L’agroécologie façon agriculture de conservation des sols
Prônant le zéro travail du sol et sa couverture permanente, l’agriculture de conservation des sols (ACS) s’affiche comme le modèle agroécologique par excellence. Mais le recours au glyphosate, quasi indispensable, met en doute l’avenir du système.
Plus de vingt fermes ouvertes sur un long week-end pour témoigner de l’agriculture de conservation des sols (ACS) et un colloque se tenant au sein du ministère de l’Agriculture : portée par l’association Apad (1), l’ACS s’affiche comme l’innovation agroécologique de demain.

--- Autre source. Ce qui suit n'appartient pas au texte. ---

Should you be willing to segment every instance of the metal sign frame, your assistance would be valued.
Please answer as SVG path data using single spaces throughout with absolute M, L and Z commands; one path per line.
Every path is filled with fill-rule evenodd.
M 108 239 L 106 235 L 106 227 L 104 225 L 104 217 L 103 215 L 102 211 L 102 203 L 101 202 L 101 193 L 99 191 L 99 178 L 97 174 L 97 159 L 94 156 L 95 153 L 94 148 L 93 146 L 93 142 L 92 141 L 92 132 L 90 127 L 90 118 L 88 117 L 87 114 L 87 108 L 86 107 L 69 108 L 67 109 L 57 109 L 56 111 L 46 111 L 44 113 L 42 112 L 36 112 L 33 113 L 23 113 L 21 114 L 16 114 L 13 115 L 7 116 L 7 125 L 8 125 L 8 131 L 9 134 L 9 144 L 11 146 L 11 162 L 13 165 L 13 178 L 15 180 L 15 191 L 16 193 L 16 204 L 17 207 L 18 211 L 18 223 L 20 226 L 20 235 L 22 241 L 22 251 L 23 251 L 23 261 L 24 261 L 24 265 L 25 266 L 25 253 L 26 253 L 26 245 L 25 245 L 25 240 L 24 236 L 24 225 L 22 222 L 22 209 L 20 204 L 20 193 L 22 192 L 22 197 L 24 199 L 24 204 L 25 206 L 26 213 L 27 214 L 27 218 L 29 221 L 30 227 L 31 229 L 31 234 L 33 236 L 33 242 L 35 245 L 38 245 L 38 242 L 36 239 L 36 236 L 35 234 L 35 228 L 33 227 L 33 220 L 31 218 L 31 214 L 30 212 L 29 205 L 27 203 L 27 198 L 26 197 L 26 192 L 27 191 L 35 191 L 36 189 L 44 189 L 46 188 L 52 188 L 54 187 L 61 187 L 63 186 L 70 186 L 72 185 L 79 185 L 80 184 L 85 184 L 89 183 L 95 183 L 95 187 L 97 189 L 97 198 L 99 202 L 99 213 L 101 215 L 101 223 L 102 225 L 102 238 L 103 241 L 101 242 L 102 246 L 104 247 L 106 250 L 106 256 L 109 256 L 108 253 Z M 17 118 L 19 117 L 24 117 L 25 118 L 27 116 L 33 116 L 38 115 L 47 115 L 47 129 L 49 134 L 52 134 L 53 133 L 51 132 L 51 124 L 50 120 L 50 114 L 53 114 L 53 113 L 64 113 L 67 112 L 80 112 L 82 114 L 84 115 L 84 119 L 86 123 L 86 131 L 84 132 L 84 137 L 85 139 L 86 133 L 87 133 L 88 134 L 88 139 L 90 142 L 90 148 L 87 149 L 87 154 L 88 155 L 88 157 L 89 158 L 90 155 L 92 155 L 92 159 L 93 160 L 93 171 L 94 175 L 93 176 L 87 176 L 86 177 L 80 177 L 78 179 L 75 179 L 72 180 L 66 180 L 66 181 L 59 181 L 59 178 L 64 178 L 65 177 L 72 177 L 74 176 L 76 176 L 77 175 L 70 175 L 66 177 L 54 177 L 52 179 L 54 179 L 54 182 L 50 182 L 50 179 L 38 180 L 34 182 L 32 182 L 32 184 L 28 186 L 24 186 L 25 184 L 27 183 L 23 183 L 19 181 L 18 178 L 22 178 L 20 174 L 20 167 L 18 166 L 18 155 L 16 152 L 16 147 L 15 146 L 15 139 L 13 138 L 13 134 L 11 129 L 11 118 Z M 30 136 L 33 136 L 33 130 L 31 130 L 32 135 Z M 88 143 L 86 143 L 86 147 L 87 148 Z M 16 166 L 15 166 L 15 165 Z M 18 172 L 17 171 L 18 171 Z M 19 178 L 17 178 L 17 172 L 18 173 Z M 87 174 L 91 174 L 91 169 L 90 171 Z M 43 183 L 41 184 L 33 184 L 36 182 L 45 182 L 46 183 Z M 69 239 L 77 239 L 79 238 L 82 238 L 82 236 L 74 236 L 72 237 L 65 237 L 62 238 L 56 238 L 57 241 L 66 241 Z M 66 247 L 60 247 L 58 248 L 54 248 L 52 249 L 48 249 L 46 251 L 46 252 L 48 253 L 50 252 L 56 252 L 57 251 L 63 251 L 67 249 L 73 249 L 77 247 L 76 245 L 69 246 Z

« L’ACS repose sur trois piliers, mentionne Christophe Naudin, agriculteur à Maisse, dans l’Essonne, l’arrêt de la perturbation des sols (zéro travail), la couverture permanente des sols et une rotation diversifiée. » L’ACS reprend les trois principes fondamentaux de l’agriculture de conservation prônée par la FAO (2). Cette orientation apporte des avantages d’ordre économique avant tout, avec des charges de mécanisation réduites. C’est souvent ce qui incite les agriculteurs à mettre le pied à l’étrier. « Installé comme aide familial avec mon père en 2007, j’ai recherché les moyens de réduire les coûts de l’exploitation agricole, explique Christophe Naudin. J’ai repris l’exploitation en 2013 et suis passé en ACS en 2014 avec l’achat d’un semoir de semis direct d’occasion venant de Grande-Bretagne pour 29 000 euros. J’estime avoir divisé par trois la consommation de carburant. Elle est de moins de 40 l/ha, moisson comprise, contre 100 à 120 l/ha en conduite avec labour. Les utilisations de phytos ont été réduites de 50 % en dix ans. L’utilisation des engrais a baissé également. » Cette réduction des charges compense les rendements un peu plus faibles que connaît l’agriculteur actuellement.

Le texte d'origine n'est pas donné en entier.